Yerinizi sordum; yerinizi! Neredesiniz ve kimin yanındasınız? Ölen kocasından aldığı üç kuruş parayla geçinmeye çalışan yaşlı kadından 4500.-TL isteyenlerle ‘kakara-kikiri’ olduğunuza göre bu soru aslında doğrudan kadük!
Oysa kurduğunuz süslü cümlelerle ne kadar da halkçı, ne kadar da ilerici ne bileyim Atatürkçü görünüyordunuz! Atatürk, on yılda kırk fabrika kurarken halkın ümüğüne sarılıp lokmasını mı almıştı? Halkçılık, ilericilik, demokratlık yoksuldan alıp varsıla vermek midir sizin kitabınızda?
Neden susuyorsunuz?
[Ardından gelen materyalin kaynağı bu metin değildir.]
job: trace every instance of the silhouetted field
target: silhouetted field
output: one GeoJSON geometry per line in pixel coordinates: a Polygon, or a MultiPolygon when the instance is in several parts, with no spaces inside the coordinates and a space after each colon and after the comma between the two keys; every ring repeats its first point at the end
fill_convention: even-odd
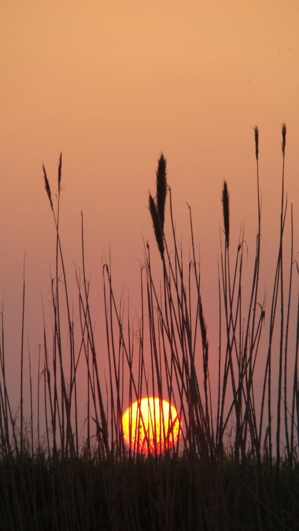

Yazdıklarımın hangisi yalan, neresi yanlış? Belediye kesif bir çözümsüzlükle karşı karşıya da bizim mi haberimiz yok? Sizin haberiniz varsa neden yapılanları halka anlatmıyorsunuz?
Sizin için; Pehlivanlar’a, Yeşiltepe’ye, Yeni Mahalle’ye, Çay Mahallesi’ne, Gemiciler’e gidip kahvede çay içmek neden risk durumuna geldi? Madem yapılmak istenenler doğru ve gerekli, neden bunu doğrudan halka anlatmak yerine “suflör” kullanıyorsunuz?
Pir Sultan’ın söylediği gibi; “Yağmur gibi yağar başıma taşlar / Dostun bir fiskesi yaralar beni”...
Yok, merak etmeyin yaralandığım falan yok! Turnusol kâğıdı öyle bir renk verdi ki kim dost; kim ikiyüzlü, kim doğru; kim kargacık burgacık bir kez daha görmüş olduk!
Lafa bakılmazmış! Aynası işiymiş kişinin! Gördük mü?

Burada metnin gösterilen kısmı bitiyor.